Judge William Collette agreed that Michigan law requires the protection of critical dunes and that the proponents of the pipeline project did not have a right to a special exemption from the law.
Nugent had sought to construct the pipeline to discharge water contaminated by its sand mining operations into Lake Michigan. In addition to seeking to protect the dune, activists were concerned about Nugent’s contamination of private wells in the area with high concentrations of manganese and iron. Nugent’s neighbors won two out-of-court settlements for groundwater contamination.

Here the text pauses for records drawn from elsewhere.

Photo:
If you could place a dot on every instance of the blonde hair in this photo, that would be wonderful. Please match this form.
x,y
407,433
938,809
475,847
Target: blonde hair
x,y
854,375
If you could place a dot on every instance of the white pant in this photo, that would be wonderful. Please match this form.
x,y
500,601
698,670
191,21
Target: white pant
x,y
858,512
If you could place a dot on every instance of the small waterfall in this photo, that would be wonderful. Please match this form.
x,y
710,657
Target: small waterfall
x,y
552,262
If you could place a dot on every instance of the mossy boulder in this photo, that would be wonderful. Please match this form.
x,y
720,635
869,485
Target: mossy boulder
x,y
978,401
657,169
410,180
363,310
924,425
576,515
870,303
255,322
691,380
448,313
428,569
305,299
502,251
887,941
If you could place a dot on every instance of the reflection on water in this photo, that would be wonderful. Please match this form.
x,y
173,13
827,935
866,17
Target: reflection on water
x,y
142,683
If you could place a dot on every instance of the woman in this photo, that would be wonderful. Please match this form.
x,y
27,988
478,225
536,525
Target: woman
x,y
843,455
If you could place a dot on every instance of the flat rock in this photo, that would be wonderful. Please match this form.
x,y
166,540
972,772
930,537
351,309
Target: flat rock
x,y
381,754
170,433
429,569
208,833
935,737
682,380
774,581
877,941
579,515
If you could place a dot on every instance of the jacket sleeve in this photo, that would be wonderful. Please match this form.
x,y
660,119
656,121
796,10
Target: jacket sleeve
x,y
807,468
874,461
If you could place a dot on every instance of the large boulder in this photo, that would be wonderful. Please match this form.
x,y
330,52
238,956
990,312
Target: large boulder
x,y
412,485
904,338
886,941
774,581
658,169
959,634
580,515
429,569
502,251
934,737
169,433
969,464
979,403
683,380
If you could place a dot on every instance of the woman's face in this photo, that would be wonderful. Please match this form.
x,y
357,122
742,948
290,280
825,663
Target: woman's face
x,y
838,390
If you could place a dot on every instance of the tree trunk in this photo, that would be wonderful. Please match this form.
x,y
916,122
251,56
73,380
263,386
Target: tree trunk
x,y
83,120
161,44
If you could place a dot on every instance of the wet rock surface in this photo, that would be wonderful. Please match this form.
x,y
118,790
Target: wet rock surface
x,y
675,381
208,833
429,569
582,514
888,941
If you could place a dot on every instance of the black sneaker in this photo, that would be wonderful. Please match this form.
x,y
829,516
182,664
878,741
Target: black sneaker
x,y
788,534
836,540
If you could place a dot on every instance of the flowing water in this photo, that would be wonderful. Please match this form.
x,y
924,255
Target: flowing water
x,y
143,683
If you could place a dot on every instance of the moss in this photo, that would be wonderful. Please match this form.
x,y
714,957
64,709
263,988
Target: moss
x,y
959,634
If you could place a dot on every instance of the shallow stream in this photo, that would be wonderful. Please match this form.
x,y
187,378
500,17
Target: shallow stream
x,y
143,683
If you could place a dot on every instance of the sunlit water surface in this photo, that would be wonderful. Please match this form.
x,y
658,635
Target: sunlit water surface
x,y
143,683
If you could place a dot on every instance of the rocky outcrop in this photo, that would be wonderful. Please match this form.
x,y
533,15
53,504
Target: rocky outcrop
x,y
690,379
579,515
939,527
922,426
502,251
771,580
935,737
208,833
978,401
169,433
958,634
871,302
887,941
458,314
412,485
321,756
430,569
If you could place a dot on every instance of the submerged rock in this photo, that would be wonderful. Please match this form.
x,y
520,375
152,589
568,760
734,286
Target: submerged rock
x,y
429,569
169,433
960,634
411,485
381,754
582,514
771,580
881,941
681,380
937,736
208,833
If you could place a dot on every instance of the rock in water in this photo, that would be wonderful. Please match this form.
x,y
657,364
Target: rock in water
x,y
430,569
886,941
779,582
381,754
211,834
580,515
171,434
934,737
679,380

Darlene DeHudy—a principal citizen advocate in the fight to keep industrial pollution out of Lake Michigan and to keep a sewer pipe off the beach to save the dune—called the ruling an important milestone for citizen advocacy.
“People were incredulous about Nugent’s myopic quest for a wastewater discharge in the path of drinking water uptakes. Injustice inspired action. We were not going to drink their wastewater,” DeHudy said.
DeHudy’s group, which joined with others such as Muskegon Save Our Shoreline, Clean Water Action and the Alliance for the Great Lakes, said the combination of fact-based advocacy, organizing and persistence helped win the battle. Said DeHudy: “The way people came together far and wide to fight the pipeline gives us hope for the future. In order to live healthy lives, we must all stand up for the environment whenever it is threatened.”
“Judge Collette’s ruling speaks volumes for the importance of protecting Michigan’s pristine natural resources and our critical dune areas in particular,” said Director Chester. “These critical dunes are a unique, fragile and irreplaceable resource that we must preserve for future generations to enjoy.”
Said DeHudy: “Without Gov. Granholm, Nugent would have gotten the pipeline. Since they began mining in 1910, they were granted every permit requested and were never fined…The victory is a testament to Gov. Granholm and Steven Chester for upholding and strengthening our current laws.”